Banned organizations include:

| Name of Organization | Flag | Founded | Website | President | General Secretary |
|---|---|---|---|---|---|
| Bangladesh Chhatra League (Banned) |  | January 4, 1948 |  | Saddam Hussain | Sheikh Wali Asif Enan |

== Current situation ==
Student politics in Bangladesh is reactive, confrontational, and violent. Student organizations act as armaments of the political parties they are part of. So every now and then there are affrays and commotions.
 Over the years, political clashes and factional feuds in universities killed many, seriously interfering with academics. Women harassment is also a major problem of student politics. To relieve tensions, universities often must resort to lengthy closures, resulting in truncated and overcrowded classes.

The student wings of ruling parties run campuses and residence halls through crime and violence. They control access to amenities in residence halls, favoring fellow party members and loyal pupils; eat for free from nearby restaurants, and help themselves to products from shops nearby; practice extortion; and take money from freshmen. Further, they put pressure on teachers for payment in exchange for supporting to school administration their hiring and retention.

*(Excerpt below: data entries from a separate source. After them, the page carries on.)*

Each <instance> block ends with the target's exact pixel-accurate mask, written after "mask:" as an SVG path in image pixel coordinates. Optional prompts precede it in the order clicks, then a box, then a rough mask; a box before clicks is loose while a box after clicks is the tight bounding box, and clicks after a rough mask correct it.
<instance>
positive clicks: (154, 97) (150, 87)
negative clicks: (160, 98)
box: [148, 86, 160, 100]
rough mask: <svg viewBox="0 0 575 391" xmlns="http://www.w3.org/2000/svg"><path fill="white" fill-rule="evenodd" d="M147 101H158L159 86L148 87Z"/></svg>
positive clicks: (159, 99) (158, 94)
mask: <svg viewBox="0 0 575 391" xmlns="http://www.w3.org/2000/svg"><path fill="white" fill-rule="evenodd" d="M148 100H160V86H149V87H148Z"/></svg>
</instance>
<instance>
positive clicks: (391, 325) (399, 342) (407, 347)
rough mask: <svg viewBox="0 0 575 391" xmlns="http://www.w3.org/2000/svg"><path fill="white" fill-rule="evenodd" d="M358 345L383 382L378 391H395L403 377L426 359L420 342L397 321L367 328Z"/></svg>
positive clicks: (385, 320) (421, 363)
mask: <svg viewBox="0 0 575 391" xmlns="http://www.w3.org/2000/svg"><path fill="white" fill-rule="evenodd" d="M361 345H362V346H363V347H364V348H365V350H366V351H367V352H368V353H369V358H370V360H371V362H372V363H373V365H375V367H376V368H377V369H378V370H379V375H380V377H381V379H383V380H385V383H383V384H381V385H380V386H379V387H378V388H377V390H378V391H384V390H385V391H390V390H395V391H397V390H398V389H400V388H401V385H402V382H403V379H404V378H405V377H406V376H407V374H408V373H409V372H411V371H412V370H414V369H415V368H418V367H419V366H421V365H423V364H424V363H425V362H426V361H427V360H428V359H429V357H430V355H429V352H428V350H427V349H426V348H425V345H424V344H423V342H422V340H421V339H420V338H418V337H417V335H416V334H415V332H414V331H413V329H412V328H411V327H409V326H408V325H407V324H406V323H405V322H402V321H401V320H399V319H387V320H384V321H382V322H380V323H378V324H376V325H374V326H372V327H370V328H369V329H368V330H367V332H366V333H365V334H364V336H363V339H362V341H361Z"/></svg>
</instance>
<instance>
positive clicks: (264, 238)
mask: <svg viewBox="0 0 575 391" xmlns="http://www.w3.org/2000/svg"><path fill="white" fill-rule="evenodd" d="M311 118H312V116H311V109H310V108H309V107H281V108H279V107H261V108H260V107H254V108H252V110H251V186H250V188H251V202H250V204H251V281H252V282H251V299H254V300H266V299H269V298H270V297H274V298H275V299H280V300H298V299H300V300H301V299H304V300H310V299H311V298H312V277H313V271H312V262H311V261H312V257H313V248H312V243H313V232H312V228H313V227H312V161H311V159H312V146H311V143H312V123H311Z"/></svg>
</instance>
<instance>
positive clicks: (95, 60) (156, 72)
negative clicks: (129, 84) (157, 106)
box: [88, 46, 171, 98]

On 23 October, 2024, The Ministry of Home Affairs in Public Security Division has issued a gazette notification announcing a ban on the Bangladesh Chhatra League, invoking provisions of the Anti-Terrorism Act, 2009, with specific reference to the student wing of Bangladesh Awami League role in the July massacre.